Tuesday, February 15, 2011

International Contact -- Samuel Wasser

Contact: University of Washington conservation biologist. Samuel Wasser. He is lead author of a paper in the August issue of Conservation Biology that contends elephants are on a course that could mean most remaining large groups be extinct by 2010 unless renewed public pressure brings about heightened enforcement
History: African elephants are being slaughtered for their ivory at a pace unseen since an international ban on the ivory trade took effect in 1989. 
  • evidence gathered from recent major ivory seizures shows conclusively that the ivory is not coming from a broad geographic area but rather that hunters are targeting specific herds
Approach: Wasser’s laboratory had developed DNA tools that can determine which elephant population ivory came form. This is important because often poachers attack elephants in one country but ship the contraband ivory from an adjacent nation to throw off law enforcement.

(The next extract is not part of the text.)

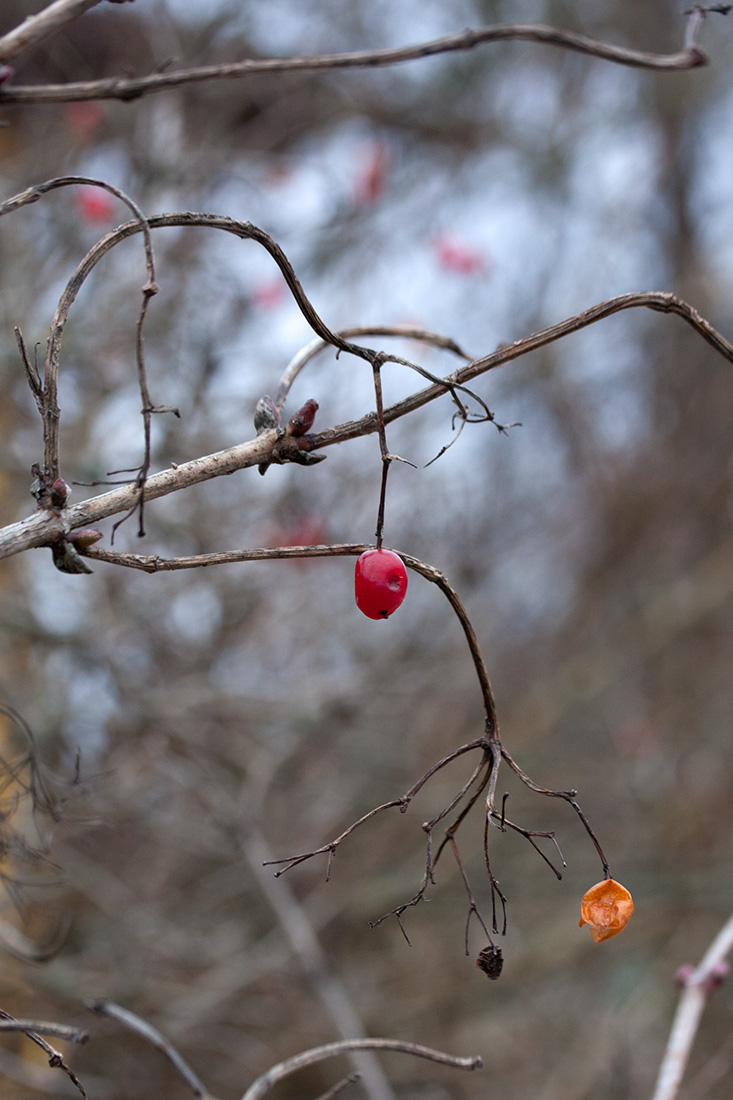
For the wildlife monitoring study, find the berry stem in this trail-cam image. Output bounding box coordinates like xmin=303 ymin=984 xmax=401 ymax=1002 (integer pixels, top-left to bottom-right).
xmin=372 ymin=355 xmax=392 ymax=550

For example, 6.5 tons of ivory seized in Singapore in 2002 were shipped from Malawi, but DNA tracking showed the ivory came originally form an area centered on Zambia.
---> Result: authorities can find where poaching is known to occur as a means of preventing elephants from being killed.
Statistics: Elephant death rate from poaching throughout Africa is about 8 percent a year based on recent studies, which is actually higher than the 7.4 percent annual death rate that led to the international ivory trade ban nearly 20 years ago.
  • poaching death rate in the late 1980s was based on a population that numbered more than 1 million. Today the total African elephant population is less than 470,000
  • Wasser claims “If the trend continues, there won’t be any elephants except in fenced areas with a lot of enforcement to protect them”
Laws: 1989: most international ivory trade was banned by Convention on International Trade in Endangered Species of Wild Fauna and Flora. At the time the treaty was enacted, poachers were killing an average of 70,000 elephants a year. The ban instigated stronger enforcement efforts, nearly halting poaching immediately. 
Illegal Ivory Trade: being carried out mostly by large crime syndicated. Wasser believes, and is being driven by growing markets in China and Japan, where ivory is in demand for carving and signature stamps called hankos. Demand is high in US to make knife handles and gun grips. Illegal ivory trade has gotten relatively low priority from prosecutors, and new laws promoting global trade have created “a policing nightmare,” Wasser says, which makes ivory poaching a high profit, low risk endeavor. 


Solution: focus enforcement in areas where the ivory comes from in the first place, before it enters the complex, global crime trade network. Public support is crucial to helping reduce demand and to spur the needed enforcement help from the West. 

NOTE: We tried to contact this professor. No reply, but his published works have been provided us with sufficient information.